Pero Esparta tuvo que pagar un precio muy alto por la adquisición de tierras y riqueza debida a la conquista de Mesenia. Los vecinos del norte y del este, los arcadios y los argivos, estaban atemorizados, y los mesenios, por su parte, acechaban continuamente la oportunidad de recuperar su libertad perdida. Esa oportunidad para la sublevación se presentó cuando Esparta, en el 669 a. C., sufrió una sensible derrota frente a Argos. Esta revuelta ha pasado a la historia como II Guerra Mesenia. A duras penas podemos reconstruir la fecha, la duración y el desarrollo de esta guerra. Es probable que empezara poco antes del 669 Y terminara hacia finales de siglo. Fue una guerra sangrienta. A los espartanos su recuerdo les provocaba una especie de trauma. La amenaza que esta guerra supuso para Esparta y sus numerosas consecuencias solo encuentran un paralelismo en la importancia que tuvo la guerra de Aníbal para Roma, más de 400 años después. Al final, Esparta venció a los rebeldes y pudo reafirmar su supremacía sobre Mesenia. Más importantes aún fueron las consecuencias de la guerra para el orden interno de Esparta. Aristóteles nos cuenta que la guerra acarreó graves cargas sociales a la sociedad espartana y que se alzaron voces reclamando una reforma del suelo; dicho brevemente, que la ciudad de Esparta estaba en «desorden» (
Pol
. 1306b). No en vano Tirteo, contemporáneo de la guerra, escribió en Esparta un poema acerca del «buen orden» o
eunomia
. Eunomia era una palabra de moda que se utilizaba con frecuencia en muchas ciudades griegas. Expresaba el deseo de un orden que se basara en las leyes y que sustituyera al desorden y a las revueltas. También a Salón de Atenas se le pasó por la cabeza la idea de un orden legal cuando, a principios del siglo VI, tuvo que zanjar una profunda crisis en su ciudad natal como árbitro entre los ricos y los pobres. Que más tarde fuera ensalzado como fundador de la democracia es algo que no había entrado en sus cálculos ni en su imaginación. Este «desorden» en las ciudades de Grecia fue el que, a juicio de Salón y de otros legisladores, dio lugar a tiranos como los que hubo, por ejemplo, en Corinto en torno al 650 a. C.: la dinastía de tiranos de los Cipsélidas. Una tiranía era la soberanía de un solo individuo que asumía el poder en una ciudad-estado sin haber sido legitimado por la comunidad de ciudadanos ni por ningún otro medio. Esparta se salvó del peligro de una tiranía porque reordenó su Estado «salvaguardando el derecho vigente», como lo formulara Tirteo. Esta reorganización, la eunomía, se hizo necesaria por la crisis que sufrió el Estado en la II Guerra Mesenia, y consistía, por una parte, en concluir con la crisis social y, por otra, en que los reyes, la
gerusia
y la Asamblea Popular conservaran unas competencias claramente definidas y cooperaran en interés del Estado. También Solón en Atenas había intentado reforzar el Estado frente a los intereses individuales, pero por el momento había fracasado. En Esparta, en cambio, la eunomia tuvo éxito. De ese éxito dependía —eso se sabía en la ciudad— nada menos que la existencia del Estado.

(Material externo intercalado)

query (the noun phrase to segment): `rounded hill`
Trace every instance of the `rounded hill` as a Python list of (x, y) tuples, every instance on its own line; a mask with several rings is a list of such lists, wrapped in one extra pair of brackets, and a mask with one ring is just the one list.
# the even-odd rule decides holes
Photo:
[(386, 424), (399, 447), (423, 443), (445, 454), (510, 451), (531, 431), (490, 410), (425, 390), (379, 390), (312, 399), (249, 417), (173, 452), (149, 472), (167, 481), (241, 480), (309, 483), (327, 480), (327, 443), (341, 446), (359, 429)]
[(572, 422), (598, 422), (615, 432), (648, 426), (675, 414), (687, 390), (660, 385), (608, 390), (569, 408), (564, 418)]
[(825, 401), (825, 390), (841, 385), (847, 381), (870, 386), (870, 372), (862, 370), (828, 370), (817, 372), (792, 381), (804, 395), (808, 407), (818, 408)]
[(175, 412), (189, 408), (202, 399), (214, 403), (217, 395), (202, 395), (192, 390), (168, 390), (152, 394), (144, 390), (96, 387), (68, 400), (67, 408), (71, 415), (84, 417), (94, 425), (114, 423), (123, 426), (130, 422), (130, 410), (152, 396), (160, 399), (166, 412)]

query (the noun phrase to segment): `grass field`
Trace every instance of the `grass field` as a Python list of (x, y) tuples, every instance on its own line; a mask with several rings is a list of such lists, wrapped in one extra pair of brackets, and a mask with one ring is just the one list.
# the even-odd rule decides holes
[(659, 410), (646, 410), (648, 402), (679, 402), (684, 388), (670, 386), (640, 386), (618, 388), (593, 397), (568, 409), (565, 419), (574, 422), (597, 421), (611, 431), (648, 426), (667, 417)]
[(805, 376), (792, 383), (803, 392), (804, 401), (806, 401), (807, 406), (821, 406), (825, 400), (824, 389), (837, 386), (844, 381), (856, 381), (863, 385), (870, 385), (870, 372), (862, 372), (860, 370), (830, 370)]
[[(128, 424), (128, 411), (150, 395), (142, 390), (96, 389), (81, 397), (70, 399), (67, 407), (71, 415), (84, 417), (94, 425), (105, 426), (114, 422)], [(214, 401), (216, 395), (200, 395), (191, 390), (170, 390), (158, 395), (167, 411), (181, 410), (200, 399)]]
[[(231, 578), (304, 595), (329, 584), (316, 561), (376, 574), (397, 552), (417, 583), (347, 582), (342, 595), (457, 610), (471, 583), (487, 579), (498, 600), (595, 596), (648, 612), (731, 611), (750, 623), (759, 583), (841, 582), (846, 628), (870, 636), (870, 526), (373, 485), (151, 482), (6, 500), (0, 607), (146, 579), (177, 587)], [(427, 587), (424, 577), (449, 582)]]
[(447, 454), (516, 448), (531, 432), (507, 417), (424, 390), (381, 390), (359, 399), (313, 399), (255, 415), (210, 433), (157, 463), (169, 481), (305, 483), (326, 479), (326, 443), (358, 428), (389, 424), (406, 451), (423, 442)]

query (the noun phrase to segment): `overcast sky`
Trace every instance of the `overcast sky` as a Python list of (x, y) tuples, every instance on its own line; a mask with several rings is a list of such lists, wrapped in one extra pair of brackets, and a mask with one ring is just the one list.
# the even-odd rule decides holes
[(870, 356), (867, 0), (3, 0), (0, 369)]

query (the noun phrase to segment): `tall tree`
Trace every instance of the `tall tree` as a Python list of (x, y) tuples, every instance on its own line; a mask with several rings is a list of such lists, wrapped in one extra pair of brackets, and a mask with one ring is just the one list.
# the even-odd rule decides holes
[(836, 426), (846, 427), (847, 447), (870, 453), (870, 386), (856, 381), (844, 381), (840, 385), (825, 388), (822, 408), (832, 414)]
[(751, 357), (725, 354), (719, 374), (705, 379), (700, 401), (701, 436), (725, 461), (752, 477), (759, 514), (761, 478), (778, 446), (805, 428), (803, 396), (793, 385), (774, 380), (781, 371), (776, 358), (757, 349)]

El nuevo orden de Esparta se apoyaba en la formación de combate de los triunfadores guerreros espartanos. A mediados del siglo VII a. C., es decir, en tiempos de la II Guerra Mesenia, se impuso definitivamente en Esparta una nueva forma de combate: una línea de batalla compuesta por soldados de armamento pesado (hoplitas) intentaba, en formación cerrada, hacer retroceder al enemigo con todo el peso de su masa. Este cambio de táctica fue consecuencia de las deprimentes derrotas contra Argos y los mesenios. En especial Argos, que iba por entonces militarmente a la cabeza en Grecia; de ella adoptó Esparta la formación de los hoplitas. Esta adopción no solo trajo el éxito militar, sino que además transformaría el semblante del Estado espartano. Porque los ciudadanos que eran utilizados por el Estado como hoplitas exigieron, a cambio de su servicio, la cogestión política en cuestiones tales como que si una guerra en la que iban a participar debía ser o no sostenida. De la adquisición de conciencia de la propia valía como actividad militar se siguió, pues, su mayor influencia en el Estado. Se ejercitaban para ser cada vez mejores y de hecho se convirtieron en los mejores hoplitas de todas las ciudades, dado que no tenían otra cosa que hacer más que entrenarse, pues gracias a los ilotas —los esclavos del estado espartano—, ya no necesitaban trabajar para proveer al propio sustento. De este modo los espartiatas vivían solo para la guerra y la política. Conscientes de su fuerza y de la imposibilidad de ser sustituidos, se llamaban a sí mismos los «iguales», y solo quien formaba parte de su grupo estaba cualificado como ciudadano. Esparta se había convertido en un estado de hoplitas, pero de hoplitas de cuño muy particular.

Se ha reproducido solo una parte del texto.